Friday, 10 May 2013

For the Birds and Mr Brooks

(this is a break from Gulu and current research while I'm out in the field collecting data, but check out my piece with the Policy and Internet Blog out of the Oxford Internet Institute)

This is a response to many pieces I've read on big data analysis and large scale social media analysis and, in particular, a recent NYTs op-ed column by titled, 'What You'll Do Next' in which Mr. Brooks wrote:
"The theory of big data is to have no theory, at least about human nature. You just gather huge amounts of information, observe the patterns and estimate probabilities about how people will act in the future. . . .

To discern meaningful correlations from meaningless ones, you often have to rely on some causal hypothesis about what is leading to what. You wind up back in the land of human theorizing."
Mr. Brooks is correct, and this is something I've written about before.  As much as big data scientists hate to admit it, there is social science underpinning their algorithms and interpretations.  Teams at top institutes are using a theory called homophily.  And just hearing the name turns my stomach.  Not so much because of the word (although, it is an odd term), but for the same reasons I grimaced when I heard the book Three Cups of Tea spun as a handbook for foreign policy.  However, since my visceral response is not a recognized metric (yet), I will enumerate my objections to the theory’s current application to big data mining.  

It is a social network theory roughly asserting that it is our common ‘likes’ that bind us.  It has inspired research papers with titles such as, ‘Birds of a Feather [Stick Together],’ which chronicles many types of social network theory.  Did I mention, this is all sociology, not information science, and it’s the study of humans relating offline out in the world?  
Yes, these theories started back around the 1960s in the United States when the racial upheaval motivated social scientists to ask, ‘What is it that binds us together at all?’  The insights they gained from work stretching into the 1990s, perhaps combined with the familiar word network, has attracted researchers from information science to apply the finding to the online domain.  
Now assuming that humans behave offline in the same way they do online is one leap, but big data scientists have made yet another.  The heaps of data come from many sources such as social media, applications, and devices.  Headlines were made when researchers at MIT predicted the political leanings of mobile phone users and even tracked the spread of illness based on users' habits. The ground-breaking results from MIT were based on only American user behavior, but discussed as though they were universally applicable.  
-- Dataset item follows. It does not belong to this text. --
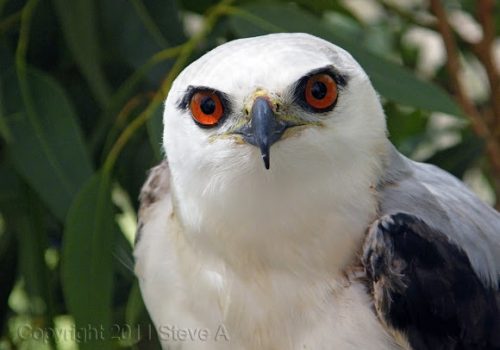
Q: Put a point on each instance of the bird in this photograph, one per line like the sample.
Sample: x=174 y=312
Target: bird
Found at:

Results assumed the one user/one device/one account rule of the US, but this isn’t the pattern in some communal cultures.  Social scientists are just beginning to study user engagement with technology in places like Nigeria and Indonesia and discover how much we thought we knew, how much we assumed was universal, does not hold up under scrutiny and is increasingly dynamic. 
Bulk and ease-of-access to data does not immediately add up to persuasive conclusions.  I am not convinced by the argument I hear so often from big data proponents, ‘the data speaks for itself,’ because the models I come across that are essential for any human to make sense of the tonnage of data are based on cold war era foundations.  Theories like homophily do not take into account the advent of the internet or cultural variations. When interpreting social media data or making assumptions about user behavior, culture is a variable that cannot be ignored. 
The truth is we don’t know what to do with all this data yet.  And I am a bit torn here because my inner-engineer wants to build better models, to improve.  I am fascinated by the problem of how to incorporate cultural variation and increase what we can learn from the rich amount of information at our disposal.  But what will we use this be used for?  Researchers at Harvard's Berkman Center aspired, through this flawed method, to create a model of the Iranian blogosphere as 'unique as a snowflake.'  I probably don't need to explain the value of this research, but the social science foundation proposed simultaneously that all humans behave in a similar and predictable manner and also that unique cultural insights can be gained from a model that ignores cultural variation. (If you got lost in that last sentence, you're actually right where you should be. Most research grounded in homophily makes about that much sense.)  So this is where I hope the larger community of scientists, social and data scientists, can have a rigorous debate about how to do better... make better models and concern ourselves with the broader ethical implications.